Personal information
- Born: 2 January 1972 (age 54) Bykhaw, Byelorussian SSR, USSR
- Spouse: Igor Zuborenko

Sport
- Sport: Rowing

Medal record
Women's rowing
Representing Belarus
Olympic Games
| Bronze medal – third place | 1996 Atlanta | Eight |

= Aleksandra Pankina =

Belarusian rower (born 1972)

Aleksandra Yuryevna Pankina (Александра Юрьевна Панкина; born 2 January 1972) is a Belarusian rower, who is perhaps best known for winning a bronze medal at the 1996 Summer Olympics.

== Personal life ==
Pankina was born on 2 January 1972 in Bykhov, then part of the Byelorussian SSR. She was born the youngest child of a naval military family with two older sisters. As a child, she was unathletic, but her father forced her to participate in sports and so she did high jump at a boarding school called School No. 21 and later also shot put. She was injured in Saint Petersburg when she twisted her knee during a jump on a trampoline, forcing her to retire from both sports before the deputy director for sports at the boarding school suggested she do rowing.
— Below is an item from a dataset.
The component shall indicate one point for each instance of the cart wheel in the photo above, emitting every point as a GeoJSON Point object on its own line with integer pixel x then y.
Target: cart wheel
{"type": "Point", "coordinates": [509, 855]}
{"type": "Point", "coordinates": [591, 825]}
She is currently married to Igor Zuborenko, a rower who competed at the 1988 Summer Olympics.

== Career ==
In 1995, she competed at the 1995 World Rowing Championships in Tampere as part of eights, where they placed 5th. In 1996, the Belarusian team for eights, which included Pankina, placed third at the 1996 Summer Olympics. Two years later at the 1997 World Rowing Championships in Lac d'Aiguebelette she was part of the double fours and also took 5th place. In 1997, she was awarded the honorary title of "Honored Master of Sports of the Republic of Belarus" for achieving high sporting results. In June 1998, she placed third in coxed four at the Rowing World Cup.

After retiring from rowing, she worked as a coach in rowing at "Spartak" at their Youth Sports School. Starting in 2005, she worked as a chief specialist of the Department of Physical Culture, Sports and Tourism of the Mogilev City Executive Committee.